I debated about blogging about this, because I try not to blog a lot about my writing career. But a timeline I recently saw said on the road to self-publication the first thing to do is tell family and friends. So here I am to say I'm going off in two new directions next fall: I will self-publish my historical novel, "The Gilded Cage." Yes, I know there are other novels by that name, but it's so apt. I've had some success with similar novels before, about extraordinary women of the American West, but this is different. It's a fictional biography of Bertha Honore (Cissy) Palmer and her husband, Potter Palmer of the Palmer House Hotel in Chicago.
I'm fascinated for two reasons: I grew up on Chicago's South side, Hyde Park/Kenwood to be specific, close to the grounds of the 1893 Columbian Exposition--rumor has it that the 1892 house in which I was raised was built for the exposition. As I delved into that story, I became more fascinated than ever at the amazing amount of talent showcased there, everything from scholars like Frederick Jackson Turner and Henry Adams to sculpture by St. Gaudens and art by Mary Cassett--to the Buffalo Bill's Wild West Show, the original Ferris Wheel, and the scandalous "Little Egypt" where there was--gasp!--belly dancing.
And Cissy Palmer herself was an unusual and strong woman. Born and married into wealth, she was among the first to see the connection between wealth and philanthropy. Yes, her husband gave generously to various causes, but Cissy was the one who attended women's meetings, supported women's causes, traveled among the shanties of West Chicago to distribute help, worked at Hull House, Jane Addams' famous community shelter for immigrant women. The crowning glory of Cissy's career came whens she was elected President of the Lady Managers of the Exposition, responsible for the design, decoration, maintenance, and operation of the Women's Building.
I've turned the entire story into fiction, invented scenes and dialog and characters while sticking with the people who were really there. Most notably, I've injected a note of decorous romantic attraction, which I'm sure never existed.
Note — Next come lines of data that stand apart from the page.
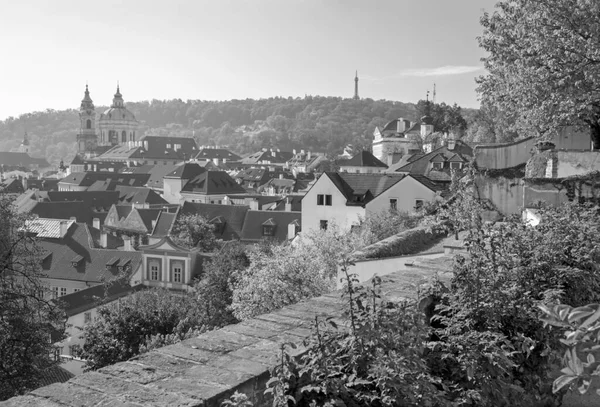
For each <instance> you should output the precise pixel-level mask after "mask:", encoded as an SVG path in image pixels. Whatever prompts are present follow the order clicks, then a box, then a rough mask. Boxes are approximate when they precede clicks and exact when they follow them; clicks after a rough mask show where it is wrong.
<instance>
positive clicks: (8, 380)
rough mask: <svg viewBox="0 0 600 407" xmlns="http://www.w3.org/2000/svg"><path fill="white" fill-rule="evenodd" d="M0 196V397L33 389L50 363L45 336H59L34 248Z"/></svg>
mask: <svg viewBox="0 0 600 407" xmlns="http://www.w3.org/2000/svg"><path fill="white" fill-rule="evenodd" d="M11 204H12V200H11V199H9V198H7V197H6V196H4V195H2V194H0V400H5V399H7V398H10V397H12V396H16V395H18V394H22V393H24V392H26V391H28V390H32V389H35V388H36V387H38V383H39V380H40V379H41V378H42V375H43V374H44V371H45V370H46V369H48V368H50V367H51V366H53V365H54V364H56V361H55V360H54V358H53V357H51V355H53V354H54V348H53V344H52V343H51V342H50V341H49V338H51V337H52V338H54V339H55V340H60V337H61V335H62V334H64V328H65V318H64V313H63V312H62V309H60V308H59V307H58V306H57V304H56V303H55V302H53V301H50V300H48V299H47V298H45V296H44V286H43V285H42V283H41V281H40V278H39V277H40V271H41V268H40V264H41V262H40V254H41V251H40V248H39V246H37V245H36V240H35V238H34V237H32V236H30V235H27V234H24V233H23V231H22V227H23V226H24V218H23V217H22V216H19V215H17V214H15V213H14V212H13V210H12V209H11Z"/></svg>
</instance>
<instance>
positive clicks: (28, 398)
mask: <svg viewBox="0 0 600 407" xmlns="http://www.w3.org/2000/svg"><path fill="white" fill-rule="evenodd" d="M444 267H445V266H444ZM438 271H439V267H434V266H433V265H431V266H422V267H415V268H414V269H413V270H408V271H402V272H397V273H393V274H390V275H388V276H385V277H384V279H383V283H382V294H383V295H384V296H385V297H387V298H388V299H390V300H392V301H393V300H400V299H403V298H414V297H415V296H416V290H415V287H417V286H418V285H419V284H422V283H425V282H426V281H427V280H428V278H429V277H431V276H433V275H434V274H435V273H437V272H438ZM342 309H343V305H342V302H341V299H340V293H339V292H335V293H331V294H328V295H324V296H322V297H318V298H313V299H311V300H308V301H305V302H301V303H298V304H295V305H292V306H289V307H285V308H283V309H281V310H279V311H276V312H273V313H271V314H265V315H261V316H259V317H257V318H255V319H252V320H248V321H245V322H242V323H239V324H236V325H229V326H226V327H224V328H222V329H219V330H215V331H211V332H207V333H205V334H203V335H200V336H199V337H197V338H193V339H189V340H186V341H184V342H181V343H179V344H175V345H170V346H166V347H164V348H160V349H158V350H155V351H152V352H149V353H147V354H144V355H141V356H138V357H135V358H133V359H131V360H129V361H127V362H122V363H117V364H115V365H112V366H108V367H105V368H102V369H99V370H98V371H95V372H89V373H84V374H82V375H79V376H76V377H74V378H73V379H71V380H69V381H68V382H66V383H60V384H53V385H51V386H47V387H42V388H39V389H37V390H34V391H32V392H31V393H29V394H28V395H26V396H21V397H15V398H12V399H10V400H7V401H5V402H0V407H8V406H11V407H13V406H14V407H16V406H19V407H21V406H43V407H59V406H62V407H65V406H72V407H74V406H107V407H108V406H117V407H118V406H131V407H141V406H165V407H166V406H188V407H190V406H219V405H220V404H221V401H222V400H223V399H226V398H227V397H229V396H230V395H231V394H233V392H234V391H236V390H237V391H240V392H243V393H245V394H247V395H248V396H249V397H250V398H251V400H252V401H253V402H254V403H255V405H256V406H266V405H270V404H269V400H266V399H265V397H264V395H263V392H264V389H265V385H266V382H267V380H268V379H269V377H270V375H269V369H270V368H271V367H273V366H275V365H276V363H277V360H278V356H279V354H280V349H281V346H282V344H283V343H288V342H293V343H295V344H297V345H301V344H302V342H303V340H304V339H305V338H307V337H309V336H310V333H311V327H312V323H313V322H314V320H315V317H317V316H322V317H334V318H335V319H336V320H338V321H337V322H339V323H340V324H341V323H343V322H342V321H341V316H342ZM301 351H302V348H301V347H300V348H299V350H298V352H301Z"/></svg>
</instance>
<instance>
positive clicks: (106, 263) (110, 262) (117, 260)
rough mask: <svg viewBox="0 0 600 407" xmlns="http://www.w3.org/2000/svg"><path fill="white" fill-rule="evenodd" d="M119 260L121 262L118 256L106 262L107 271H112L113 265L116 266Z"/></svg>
mask: <svg viewBox="0 0 600 407" xmlns="http://www.w3.org/2000/svg"><path fill="white" fill-rule="evenodd" d="M118 262H119V258H118V257H113V258H112V259H110V260H109V261H108V262H106V270H107V271H112V270H113V267H115V266H116V265H117V263H118Z"/></svg>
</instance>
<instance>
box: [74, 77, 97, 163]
mask: <svg viewBox="0 0 600 407" xmlns="http://www.w3.org/2000/svg"><path fill="white" fill-rule="evenodd" d="M96 145H97V136H96V110H95V108H94V102H93V101H92V98H90V91H89V89H88V85H87V84H86V85H85V94H84V96H83V100H82V101H81V106H80V107H79V134H77V152H78V153H80V154H84V153H89V152H92V151H93V150H94V149H95V148H96Z"/></svg>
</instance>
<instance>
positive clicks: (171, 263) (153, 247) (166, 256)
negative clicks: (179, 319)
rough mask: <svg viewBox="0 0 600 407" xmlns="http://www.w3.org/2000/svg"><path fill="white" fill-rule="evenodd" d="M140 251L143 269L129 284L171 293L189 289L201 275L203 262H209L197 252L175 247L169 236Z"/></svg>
mask: <svg viewBox="0 0 600 407" xmlns="http://www.w3.org/2000/svg"><path fill="white" fill-rule="evenodd" d="M139 250H140V252H141V255H142V261H143V264H144V267H143V268H142V269H140V272H139V273H137V274H134V275H133V277H132V283H133V284H138V283H140V284H143V285H145V286H148V287H163V288H167V289H170V290H181V291H185V290H189V289H191V285H192V283H193V280H194V278H197V277H199V276H200V275H201V273H202V264H203V262H204V261H205V260H206V259H208V258H210V255H207V254H203V253H200V252H199V251H198V249H186V248H184V247H181V246H178V245H177V244H175V243H174V242H173V241H172V240H171V238H170V237H168V236H167V237H165V238H163V239H161V240H160V241H159V242H156V243H154V244H151V245H147V246H141V247H140V248H139Z"/></svg>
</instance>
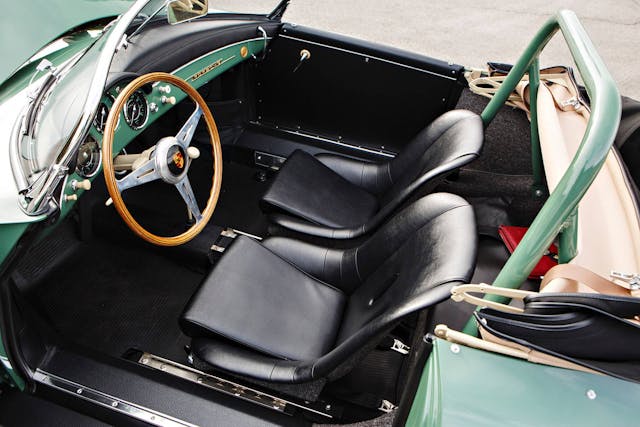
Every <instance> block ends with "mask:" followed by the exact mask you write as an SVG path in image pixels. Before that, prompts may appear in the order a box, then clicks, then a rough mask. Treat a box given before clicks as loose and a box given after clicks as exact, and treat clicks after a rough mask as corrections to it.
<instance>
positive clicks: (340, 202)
mask: <svg viewBox="0 0 640 427" xmlns="http://www.w3.org/2000/svg"><path fill="white" fill-rule="evenodd" d="M483 141H484V130H483V124H482V119H481V118H480V116H478V115H477V114H475V113H473V112H471V111H466V110H453V111H449V112H447V113H445V114H443V115H442V116H440V117H439V118H438V119H436V120H435V121H434V122H433V123H431V124H430V125H429V126H428V127H427V128H426V129H424V130H423V131H422V132H420V133H419V134H418V135H417V136H416V137H415V138H414V139H413V141H411V142H410V143H409V145H408V146H407V147H406V149H405V150H403V151H402V152H401V153H400V154H398V155H397V156H396V157H395V158H394V159H393V160H391V161H389V162H384V163H368V162H363V161H360V160H354V159H350V158H347V157H344V156H337V155H330V154H320V155H317V156H315V157H314V156H312V155H310V154H308V153H306V152H303V151H295V152H294V153H293V154H292V155H291V156H289V158H288V159H287V161H286V162H285V163H284V165H283V167H282V169H281V170H280V172H278V175H277V176H276V177H275V179H274V180H273V183H272V184H271V186H270V187H269V189H268V190H267V191H266V193H265V194H264V196H263V198H262V200H261V206H262V209H263V210H264V211H265V212H267V213H269V214H270V218H271V220H272V221H273V222H275V223H276V224H278V225H280V226H282V227H285V228H288V229H291V230H295V231H298V232H301V233H305V234H309V235H314V236H319V237H325V238H331V239H350V238H354V237H358V236H361V235H363V234H365V233H368V232H370V231H372V230H374V229H375V228H377V227H378V226H379V225H380V224H381V223H382V222H383V221H384V220H385V219H387V218H388V217H389V216H390V215H391V214H392V213H393V211H394V210H396V209H397V208H398V207H399V206H400V204H401V203H403V202H404V201H405V200H407V199H408V198H409V197H410V196H411V195H412V194H413V193H414V192H416V191H417V190H418V189H421V191H423V192H424V191H425V190H427V191H430V190H432V189H433V188H435V186H436V185H437V183H438V180H437V178H442V177H444V176H445V175H446V173H447V172H451V171H452V170H454V169H456V168H459V167H461V166H464V165H466V164H467V163H469V162H471V161H472V160H474V159H475V158H476V157H478V155H479V154H480V150H481V149H482V143H483Z"/></svg>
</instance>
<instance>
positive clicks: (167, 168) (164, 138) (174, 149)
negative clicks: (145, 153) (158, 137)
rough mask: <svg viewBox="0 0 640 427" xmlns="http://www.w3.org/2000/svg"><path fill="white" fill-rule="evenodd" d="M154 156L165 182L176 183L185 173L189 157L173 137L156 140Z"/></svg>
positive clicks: (181, 147) (160, 173)
mask: <svg viewBox="0 0 640 427" xmlns="http://www.w3.org/2000/svg"><path fill="white" fill-rule="evenodd" d="M155 158H156V167H157V169H158V170H159V172H160V176H161V177H162V179H163V180H164V181H165V182H168V183H170V184H176V183H178V182H180V180H182V178H184V176H185V175H186V174H187V171H188V169H189V163H190V159H189V156H188V155H187V152H186V150H185V149H184V148H182V146H180V145H179V144H178V141H177V140H176V138H175V137H172V136H167V137H164V138H162V139H161V140H160V141H158V144H157V145H156V150H155Z"/></svg>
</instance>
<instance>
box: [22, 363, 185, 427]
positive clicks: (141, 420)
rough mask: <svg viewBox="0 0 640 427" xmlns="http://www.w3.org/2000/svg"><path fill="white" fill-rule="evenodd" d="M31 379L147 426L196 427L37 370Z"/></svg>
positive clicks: (111, 396) (54, 375)
mask: <svg viewBox="0 0 640 427" xmlns="http://www.w3.org/2000/svg"><path fill="white" fill-rule="evenodd" d="M33 379H34V380H35V381H37V382H39V383H41V384H45V385H47V386H49V387H52V388H55V389H57V390H60V391H63V392H66V393H69V394H72V395H74V396H76V397H78V398H80V399H83V400H87V401H89V402H92V403H95V404H97V405H100V406H103V407H105V408H108V409H111V410H112V411H116V412H120V413H122V414H125V415H128V416H130V417H132V418H135V419H138V420H141V421H144V422H146V423H148V424H151V425H154V426H160V427H197V426H196V425H195V424H191V423H189V422H186V421H182V420H179V419H177V418H174V417H171V416H169V415H166V414H163V413H161V412H158V411H154V410H152V409H149V408H145V407H144V406H141V405H137V404H135V403H131V402H127V401H126V400H122V399H120V398H118V397H115V396H111V395H109V394H107V393H103V392H101V391H98V390H95V389H92V388H89V387H85V386H83V385H82V384H78V383H76V382H73V381H69V380H67V379H65V378H61V377H58V376H56V375H53V374H50V373H48V372H45V371H42V370H40V369H38V370H37V371H36V372H35V375H34V376H33Z"/></svg>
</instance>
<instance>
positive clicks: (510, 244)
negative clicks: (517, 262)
mask: <svg viewBox="0 0 640 427" xmlns="http://www.w3.org/2000/svg"><path fill="white" fill-rule="evenodd" d="M527 230H528V227H514V226H511V225H501V226H500V227H498V234H500V238H502V241H503V242H504V244H505V245H506V246H507V249H509V252H511V253H513V251H514V250H515V249H516V247H517V246H518V244H520V241H521V240H522V238H523V237H524V234H525V233H526V232H527ZM557 258H558V247H557V246H556V245H554V244H552V245H551V246H549V250H548V251H547V253H546V254H544V255H543V256H542V258H540V261H539V262H538V264H537V265H536V266H535V267H534V268H533V270H532V271H531V274H530V275H529V279H535V280H539V279H540V278H541V277H542V276H544V275H545V274H546V273H547V271H549V270H550V269H551V268H552V267H554V266H556V265H558V261H557Z"/></svg>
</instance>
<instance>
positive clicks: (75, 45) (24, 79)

It all comes to a head the last night of the exposition.
The manuscript is with an editor and the idea with a cover designer. All plans can go awry of course,, but I hope to publish in October--so make your list of Christmas gifts. It will be in e-book and trade paper simultaneously.
And I'm equally excited about the book that Texas Tech Press is publishing in November: Texas is
Chili Country. I absolutely love the cover they've designed for it. The book is a light-hearted but documented look at the history of chili and the popularity of chili cook-offs today, with the granddaddy of them all at Terlingua each November. There are photos and recipes galore, along with chapters on beans and beer. Yes, I know--purists will not stand for beans in their chili, but they're often a side dish. And who can have chili without beer? I was lucky to have the cooperation of several good people in the compilation of this book, and I really look forward to some chili cook-off signing parties.
For those of you who like Kelly O'Connell and her Fairmount neighborhood or Kate and the Blue Plate Café, don't despair. There will be a third Blue Plate mystery in March or April 2016. Kelly will be back sometime, and so will Susan Hogan of The Perfect Coed.
As I said, plans can go awry, but there are my goals. Over the summer, I'll be blogging about Chicago history and chili recipes. Nothing like diversity in your writing.